Yes, you read that right – you could possibly own a flying car next year!
Carl Dietrich, the chief executive behind Terrafugia, explains how he wants to transform personal transportation and offer the public the chance to fly to where they need to go with minimal tuition. And his team has spent the past seven years developing the Transition, holding a public demonstration in 2013 at the EAA AirVenture Oshkosh air show.
The Transition is a street-legal airplane that converts between flying and driving modes. Categorized as a light sports plane by the FAA, the Transition can carry two people, including the pilot, plus luggage and can fit in a standard single car garage at home.
However, the Transition does need a runway in order to fly, which makes the convenience factor of this flying car a little less practical. However Terrafugia is already on it with their TF-X model. While still in the design phase, the TF-X will be able to takeoff vertically, making it a true door-to-door convenient flying car.
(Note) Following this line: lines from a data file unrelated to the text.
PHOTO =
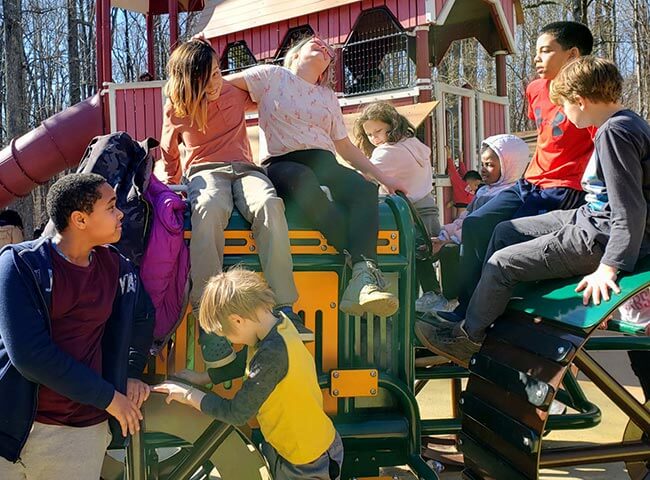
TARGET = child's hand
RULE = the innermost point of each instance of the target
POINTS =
(437, 244)
(181, 393)
(598, 284)
(137, 391)
(126, 413)
(190, 376)
(392, 185)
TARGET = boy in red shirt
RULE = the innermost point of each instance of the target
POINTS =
(552, 180)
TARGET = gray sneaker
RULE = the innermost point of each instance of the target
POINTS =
(451, 343)
(367, 292)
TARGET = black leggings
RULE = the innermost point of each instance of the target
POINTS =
(350, 222)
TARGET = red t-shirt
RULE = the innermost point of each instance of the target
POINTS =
(563, 150)
(82, 301)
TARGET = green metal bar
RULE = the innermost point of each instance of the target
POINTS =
(440, 426)
(405, 226)
(204, 447)
(421, 468)
(625, 327)
(614, 452)
(135, 462)
(616, 393)
(442, 372)
(618, 343)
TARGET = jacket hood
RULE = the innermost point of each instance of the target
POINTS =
(513, 155)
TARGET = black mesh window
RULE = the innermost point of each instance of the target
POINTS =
(379, 55)
(294, 35)
(236, 58)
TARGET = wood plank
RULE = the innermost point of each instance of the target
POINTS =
(120, 111)
(139, 106)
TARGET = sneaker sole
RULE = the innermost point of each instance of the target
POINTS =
(382, 307)
(425, 341)
(222, 361)
(307, 337)
(351, 308)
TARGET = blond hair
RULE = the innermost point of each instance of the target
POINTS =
(326, 79)
(398, 126)
(189, 70)
(595, 79)
(235, 292)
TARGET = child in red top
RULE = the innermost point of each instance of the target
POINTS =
(552, 180)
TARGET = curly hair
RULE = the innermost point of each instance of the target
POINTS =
(399, 126)
(76, 192)
(327, 78)
(189, 70)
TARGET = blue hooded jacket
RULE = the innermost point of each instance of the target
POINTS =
(29, 357)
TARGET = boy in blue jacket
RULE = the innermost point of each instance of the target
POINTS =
(75, 323)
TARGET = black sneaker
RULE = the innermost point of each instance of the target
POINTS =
(305, 334)
(216, 351)
(443, 341)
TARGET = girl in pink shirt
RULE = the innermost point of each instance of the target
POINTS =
(204, 141)
(303, 127)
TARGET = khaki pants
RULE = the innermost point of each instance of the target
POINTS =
(56, 452)
(213, 189)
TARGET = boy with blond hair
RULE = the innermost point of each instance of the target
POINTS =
(606, 235)
(281, 386)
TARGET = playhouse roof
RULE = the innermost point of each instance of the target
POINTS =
(158, 7)
(221, 17)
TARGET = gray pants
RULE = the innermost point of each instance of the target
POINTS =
(542, 247)
(55, 452)
(326, 467)
(212, 190)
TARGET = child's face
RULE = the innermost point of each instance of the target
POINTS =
(243, 331)
(472, 185)
(490, 167)
(104, 224)
(376, 131)
(318, 52)
(215, 83)
(551, 57)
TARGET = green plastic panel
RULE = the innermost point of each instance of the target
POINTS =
(557, 300)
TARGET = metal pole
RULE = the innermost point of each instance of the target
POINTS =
(616, 393)
(173, 24)
(616, 452)
(135, 464)
(151, 59)
(203, 448)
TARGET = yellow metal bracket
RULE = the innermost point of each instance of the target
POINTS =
(354, 383)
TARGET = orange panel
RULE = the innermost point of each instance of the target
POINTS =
(354, 383)
(387, 242)
(318, 296)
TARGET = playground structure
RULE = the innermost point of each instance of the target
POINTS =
(385, 49)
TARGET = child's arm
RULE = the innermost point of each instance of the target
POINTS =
(267, 368)
(358, 160)
(620, 163)
(30, 348)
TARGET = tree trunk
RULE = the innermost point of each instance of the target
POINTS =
(16, 103)
(73, 54)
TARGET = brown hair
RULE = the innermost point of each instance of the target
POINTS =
(235, 292)
(398, 126)
(595, 79)
(189, 70)
(327, 78)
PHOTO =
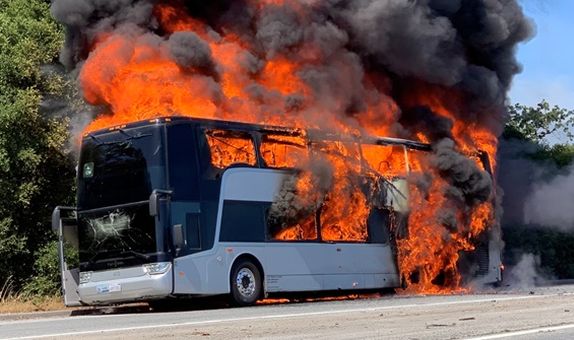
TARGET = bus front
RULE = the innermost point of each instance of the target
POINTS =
(122, 248)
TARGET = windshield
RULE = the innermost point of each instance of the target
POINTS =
(122, 166)
(117, 172)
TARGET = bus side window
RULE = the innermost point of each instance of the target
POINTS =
(182, 156)
(230, 147)
(387, 160)
(280, 229)
(280, 151)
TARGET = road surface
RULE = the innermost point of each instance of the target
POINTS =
(539, 314)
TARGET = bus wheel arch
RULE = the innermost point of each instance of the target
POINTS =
(246, 280)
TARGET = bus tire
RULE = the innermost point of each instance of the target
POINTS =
(245, 283)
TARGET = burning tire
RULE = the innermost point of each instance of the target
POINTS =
(245, 283)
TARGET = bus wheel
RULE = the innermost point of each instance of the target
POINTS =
(245, 283)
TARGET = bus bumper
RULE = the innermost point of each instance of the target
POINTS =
(126, 284)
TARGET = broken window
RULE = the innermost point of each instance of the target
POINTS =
(283, 151)
(230, 147)
(304, 229)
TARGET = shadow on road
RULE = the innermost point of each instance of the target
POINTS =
(209, 303)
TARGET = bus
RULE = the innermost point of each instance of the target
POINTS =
(180, 207)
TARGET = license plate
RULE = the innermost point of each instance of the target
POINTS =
(109, 288)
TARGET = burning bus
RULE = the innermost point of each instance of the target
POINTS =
(221, 200)
(183, 207)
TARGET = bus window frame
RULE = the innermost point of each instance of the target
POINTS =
(202, 137)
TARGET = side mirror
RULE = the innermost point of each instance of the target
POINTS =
(69, 216)
(56, 220)
(177, 236)
(154, 198)
(153, 203)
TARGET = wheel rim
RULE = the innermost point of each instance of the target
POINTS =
(245, 282)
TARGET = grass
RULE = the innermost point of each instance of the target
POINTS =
(13, 301)
(21, 304)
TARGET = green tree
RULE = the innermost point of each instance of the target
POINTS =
(35, 173)
(537, 123)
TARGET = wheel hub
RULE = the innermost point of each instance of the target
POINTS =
(245, 282)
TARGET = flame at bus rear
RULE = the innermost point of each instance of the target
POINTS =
(351, 68)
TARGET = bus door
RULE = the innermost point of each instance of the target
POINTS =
(65, 225)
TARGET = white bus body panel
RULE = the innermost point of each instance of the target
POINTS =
(287, 266)
(125, 284)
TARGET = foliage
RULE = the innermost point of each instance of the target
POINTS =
(537, 123)
(35, 173)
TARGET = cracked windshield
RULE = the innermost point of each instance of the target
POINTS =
(119, 169)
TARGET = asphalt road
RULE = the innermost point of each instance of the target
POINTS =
(539, 314)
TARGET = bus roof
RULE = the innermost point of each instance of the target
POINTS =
(310, 134)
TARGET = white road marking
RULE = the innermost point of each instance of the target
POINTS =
(524, 332)
(278, 316)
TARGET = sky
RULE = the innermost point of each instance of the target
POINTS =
(547, 58)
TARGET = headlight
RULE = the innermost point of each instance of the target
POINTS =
(157, 268)
(85, 277)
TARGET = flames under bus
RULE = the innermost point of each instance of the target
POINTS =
(181, 207)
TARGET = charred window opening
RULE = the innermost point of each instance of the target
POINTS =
(230, 147)
(283, 228)
(343, 220)
(116, 238)
(387, 160)
(279, 151)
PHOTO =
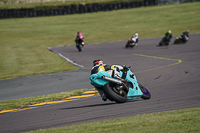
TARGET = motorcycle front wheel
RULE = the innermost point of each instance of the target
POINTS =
(79, 47)
(146, 94)
(113, 95)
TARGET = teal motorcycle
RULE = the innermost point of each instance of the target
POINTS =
(120, 90)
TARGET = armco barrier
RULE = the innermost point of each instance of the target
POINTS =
(73, 9)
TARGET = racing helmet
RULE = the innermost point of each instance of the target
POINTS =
(98, 62)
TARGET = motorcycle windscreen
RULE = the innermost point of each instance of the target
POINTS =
(96, 79)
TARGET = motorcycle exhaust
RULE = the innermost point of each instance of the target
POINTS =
(117, 81)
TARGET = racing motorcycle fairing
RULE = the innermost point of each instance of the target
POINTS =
(134, 89)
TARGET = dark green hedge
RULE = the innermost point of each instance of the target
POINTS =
(73, 8)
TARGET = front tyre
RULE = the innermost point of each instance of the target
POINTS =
(146, 94)
(113, 95)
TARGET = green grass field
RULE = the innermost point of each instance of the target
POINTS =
(24, 41)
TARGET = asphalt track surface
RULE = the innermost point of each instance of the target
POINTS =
(170, 73)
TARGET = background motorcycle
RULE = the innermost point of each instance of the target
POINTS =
(79, 44)
(120, 90)
(131, 43)
(181, 39)
(164, 42)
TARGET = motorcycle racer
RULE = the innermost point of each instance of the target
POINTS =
(168, 36)
(136, 37)
(185, 35)
(80, 38)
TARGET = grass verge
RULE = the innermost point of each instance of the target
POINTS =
(23, 102)
(179, 121)
(24, 42)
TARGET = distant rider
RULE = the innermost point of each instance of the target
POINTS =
(185, 35)
(80, 38)
(136, 37)
(113, 71)
(168, 36)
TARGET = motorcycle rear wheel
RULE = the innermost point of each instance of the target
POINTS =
(113, 96)
(146, 94)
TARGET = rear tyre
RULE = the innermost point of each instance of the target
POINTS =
(146, 94)
(127, 44)
(112, 94)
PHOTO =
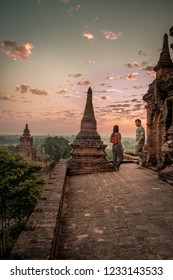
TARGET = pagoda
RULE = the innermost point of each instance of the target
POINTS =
(88, 154)
(26, 147)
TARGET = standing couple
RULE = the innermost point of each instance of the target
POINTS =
(117, 149)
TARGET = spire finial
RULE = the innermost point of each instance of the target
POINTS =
(165, 59)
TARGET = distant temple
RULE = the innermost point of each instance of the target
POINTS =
(159, 99)
(88, 154)
(26, 147)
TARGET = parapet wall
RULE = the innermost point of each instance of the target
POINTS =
(38, 239)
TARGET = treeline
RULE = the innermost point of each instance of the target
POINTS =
(21, 184)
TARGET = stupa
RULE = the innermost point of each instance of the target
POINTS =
(88, 154)
(26, 147)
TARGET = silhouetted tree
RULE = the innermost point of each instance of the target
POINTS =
(21, 184)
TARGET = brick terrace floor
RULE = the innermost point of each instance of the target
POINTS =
(117, 215)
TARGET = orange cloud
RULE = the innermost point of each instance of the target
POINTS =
(14, 50)
(84, 82)
(111, 35)
(27, 89)
(129, 77)
(88, 35)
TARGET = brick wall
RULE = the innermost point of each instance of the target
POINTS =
(38, 239)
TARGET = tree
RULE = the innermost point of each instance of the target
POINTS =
(56, 147)
(21, 184)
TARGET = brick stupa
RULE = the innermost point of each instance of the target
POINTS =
(88, 154)
(26, 147)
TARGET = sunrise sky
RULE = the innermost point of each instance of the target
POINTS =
(51, 51)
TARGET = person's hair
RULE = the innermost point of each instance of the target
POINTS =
(115, 128)
(138, 120)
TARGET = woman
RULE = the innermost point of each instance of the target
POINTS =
(117, 150)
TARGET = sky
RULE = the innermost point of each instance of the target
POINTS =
(52, 51)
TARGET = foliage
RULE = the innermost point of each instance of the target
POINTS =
(21, 184)
(56, 147)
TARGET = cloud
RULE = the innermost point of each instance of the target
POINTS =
(75, 75)
(39, 2)
(131, 65)
(27, 89)
(38, 91)
(4, 97)
(141, 52)
(138, 87)
(88, 35)
(129, 77)
(15, 50)
(149, 69)
(110, 77)
(71, 6)
(84, 82)
(103, 97)
(91, 61)
(109, 35)
(62, 91)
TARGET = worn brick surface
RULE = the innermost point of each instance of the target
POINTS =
(117, 215)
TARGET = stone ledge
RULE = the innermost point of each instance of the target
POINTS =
(38, 239)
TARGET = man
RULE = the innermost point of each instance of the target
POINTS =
(140, 141)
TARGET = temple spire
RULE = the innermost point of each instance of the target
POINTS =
(26, 132)
(88, 121)
(88, 154)
(165, 58)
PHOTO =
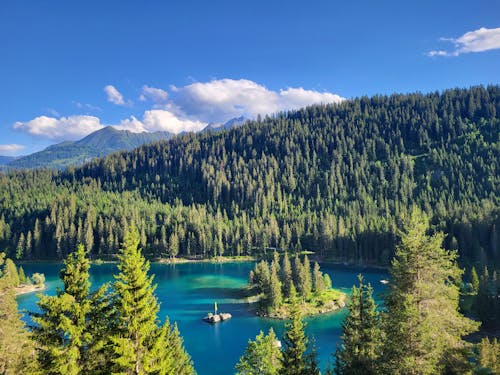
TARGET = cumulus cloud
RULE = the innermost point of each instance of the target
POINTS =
(154, 94)
(10, 149)
(162, 120)
(63, 128)
(479, 40)
(220, 100)
(114, 96)
(183, 109)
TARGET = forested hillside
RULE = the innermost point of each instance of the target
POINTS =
(332, 179)
(97, 144)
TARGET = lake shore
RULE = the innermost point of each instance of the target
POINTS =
(24, 289)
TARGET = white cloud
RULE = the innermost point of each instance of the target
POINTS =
(10, 149)
(154, 94)
(162, 120)
(86, 106)
(188, 108)
(132, 124)
(479, 40)
(220, 100)
(114, 96)
(63, 128)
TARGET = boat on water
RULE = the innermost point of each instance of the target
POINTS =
(216, 316)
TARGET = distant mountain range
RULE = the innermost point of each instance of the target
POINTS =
(97, 144)
(235, 122)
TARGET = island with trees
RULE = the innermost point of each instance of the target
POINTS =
(276, 284)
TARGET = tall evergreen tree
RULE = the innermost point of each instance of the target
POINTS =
(286, 276)
(360, 334)
(262, 356)
(474, 280)
(294, 360)
(140, 345)
(61, 326)
(16, 348)
(423, 327)
(275, 296)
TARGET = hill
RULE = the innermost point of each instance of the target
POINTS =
(97, 144)
(6, 159)
(333, 179)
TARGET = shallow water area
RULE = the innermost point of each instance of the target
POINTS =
(187, 292)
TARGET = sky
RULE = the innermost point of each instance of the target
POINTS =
(68, 68)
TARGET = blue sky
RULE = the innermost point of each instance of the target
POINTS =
(70, 67)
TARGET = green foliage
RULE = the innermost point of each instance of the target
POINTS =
(279, 285)
(10, 272)
(16, 348)
(486, 304)
(61, 331)
(22, 275)
(474, 280)
(488, 359)
(361, 335)
(333, 179)
(262, 356)
(38, 278)
(140, 345)
(295, 360)
(423, 327)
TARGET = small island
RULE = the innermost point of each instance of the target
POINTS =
(274, 285)
(216, 317)
(20, 282)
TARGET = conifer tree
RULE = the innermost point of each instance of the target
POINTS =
(286, 276)
(262, 356)
(474, 280)
(307, 277)
(318, 279)
(10, 272)
(294, 360)
(489, 356)
(140, 346)
(22, 275)
(61, 326)
(423, 327)
(360, 334)
(16, 348)
(275, 296)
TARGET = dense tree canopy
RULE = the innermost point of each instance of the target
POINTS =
(334, 179)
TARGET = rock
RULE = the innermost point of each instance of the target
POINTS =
(225, 316)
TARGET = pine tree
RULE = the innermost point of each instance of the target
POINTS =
(262, 356)
(10, 272)
(61, 326)
(22, 275)
(318, 280)
(140, 346)
(286, 276)
(360, 334)
(294, 360)
(16, 348)
(307, 278)
(275, 296)
(423, 328)
(489, 356)
(474, 280)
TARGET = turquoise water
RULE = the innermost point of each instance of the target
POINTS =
(187, 292)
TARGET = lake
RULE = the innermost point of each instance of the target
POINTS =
(188, 291)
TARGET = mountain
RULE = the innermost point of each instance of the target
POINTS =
(97, 144)
(6, 159)
(234, 122)
(338, 180)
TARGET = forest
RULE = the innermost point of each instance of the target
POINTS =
(332, 179)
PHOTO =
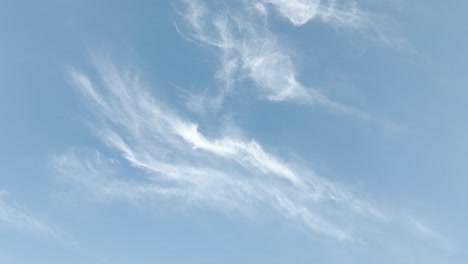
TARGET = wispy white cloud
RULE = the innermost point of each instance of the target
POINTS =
(15, 216)
(336, 13)
(250, 52)
(177, 161)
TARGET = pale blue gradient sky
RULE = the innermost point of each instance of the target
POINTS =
(205, 131)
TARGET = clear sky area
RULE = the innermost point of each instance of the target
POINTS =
(233, 131)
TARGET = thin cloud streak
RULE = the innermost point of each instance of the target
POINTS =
(250, 53)
(13, 215)
(176, 161)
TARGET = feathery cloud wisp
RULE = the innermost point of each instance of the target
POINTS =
(226, 173)
(17, 217)
(250, 52)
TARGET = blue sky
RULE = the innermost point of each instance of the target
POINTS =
(204, 131)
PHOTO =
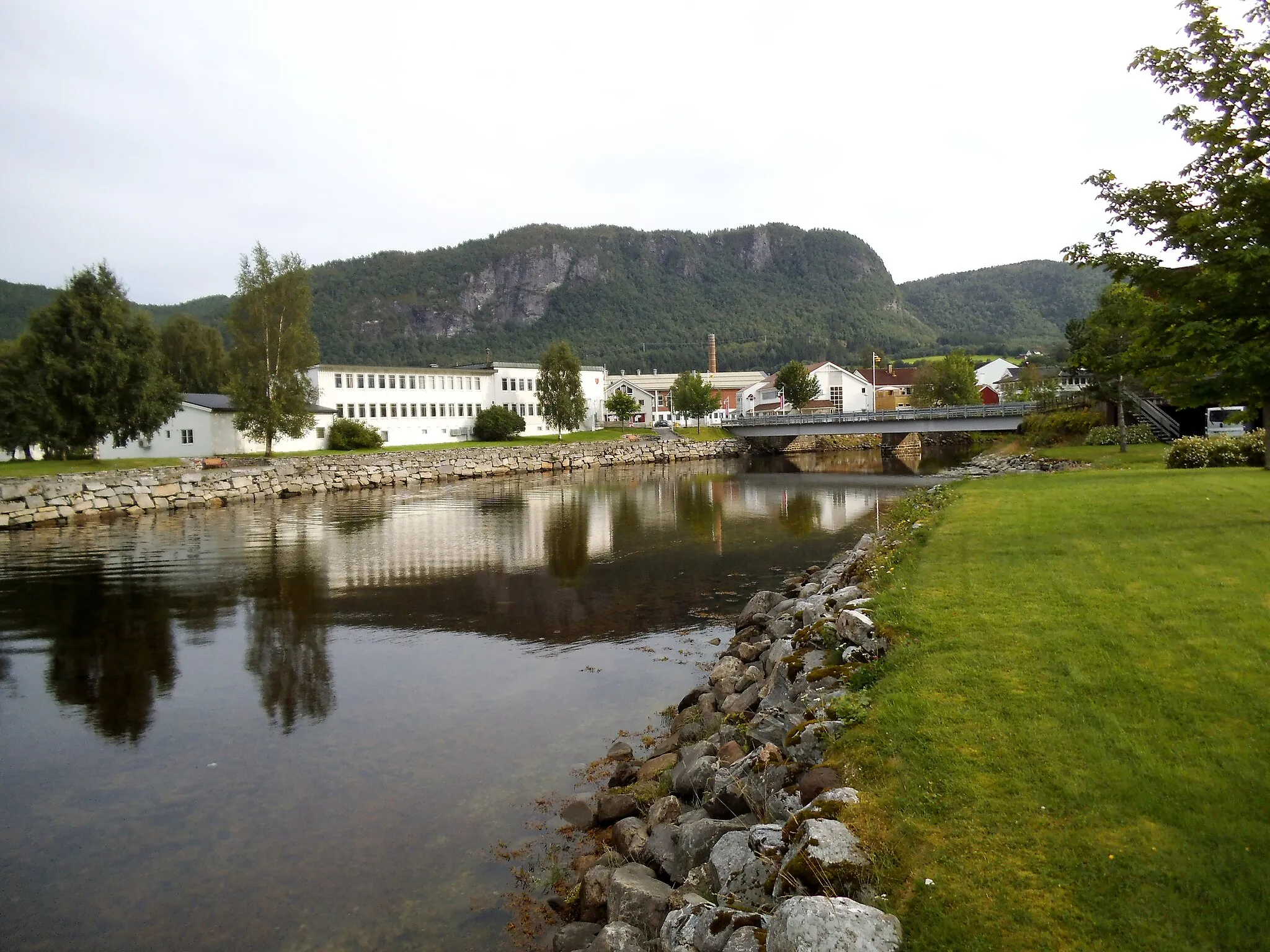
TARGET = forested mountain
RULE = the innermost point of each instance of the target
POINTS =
(1006, 309)
(631, 299)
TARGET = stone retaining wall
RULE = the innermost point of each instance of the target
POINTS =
(71, 498)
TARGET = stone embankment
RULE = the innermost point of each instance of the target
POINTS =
(734, 834)
(66, 499)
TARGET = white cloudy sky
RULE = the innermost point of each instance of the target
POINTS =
(168, 138)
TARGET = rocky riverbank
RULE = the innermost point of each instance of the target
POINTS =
(733, 834)
(76, 498)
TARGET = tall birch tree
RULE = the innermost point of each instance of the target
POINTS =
(271, 347)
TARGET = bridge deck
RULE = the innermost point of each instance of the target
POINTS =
(936, 419)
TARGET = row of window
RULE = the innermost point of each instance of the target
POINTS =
(358, 410)
(403, 381)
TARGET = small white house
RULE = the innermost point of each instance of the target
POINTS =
(417, 405)
(203, 426)
(993, 372)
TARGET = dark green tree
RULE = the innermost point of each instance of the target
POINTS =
(23, 418)
(693, 398)
(353, 434)
(498, 423)
(621, 405)
(1208, 340)
(799, 386)
(561, 389)
(193, 355)
(95, 361)
(948, 382)
(272, 347)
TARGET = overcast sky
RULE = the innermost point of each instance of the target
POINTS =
(167, 139)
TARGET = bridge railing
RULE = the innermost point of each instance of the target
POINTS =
(931, 413)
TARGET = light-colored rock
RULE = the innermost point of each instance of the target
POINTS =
(825, 852)
(831, 924)
(665, 810)
(579, 813)
(593, 901)
(637, 896)
(728, 667)
(630, 835)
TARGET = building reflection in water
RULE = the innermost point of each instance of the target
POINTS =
(623, 549)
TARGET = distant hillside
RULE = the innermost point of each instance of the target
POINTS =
(624, 298)
(631, 299)
(1005, 309)
(17, 301)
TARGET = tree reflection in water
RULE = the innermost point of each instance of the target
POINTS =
(111, 650)
(287, 631)
(566, 539)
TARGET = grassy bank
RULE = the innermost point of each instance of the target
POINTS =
(1073, 746)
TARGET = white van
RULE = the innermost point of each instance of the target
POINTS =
(1215, 425)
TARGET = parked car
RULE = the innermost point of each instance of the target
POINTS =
(1215, 425)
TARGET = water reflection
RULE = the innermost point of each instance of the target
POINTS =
(484, 637)
(287, 630)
Terrafugia isn’t the only company close to creating a flying car though – the AeroMobil was recently finalized and has been in regular flight-testing in real conditions since October 2014. With similar capabilities to the Transition, the AeroMobil can use any airport in the world, but it can also take off and land using any grass strip or paved surface just a few hundred feet long, making it slightly more convenient than the Transition.
Either way, it seems that the future of aviation is changing, as both aviation and automotive combine to provide us with the first flying car of our dreams. Would you buy a flying car? How do you think the introduction of flying cars will affect both the automotive and aviation industries?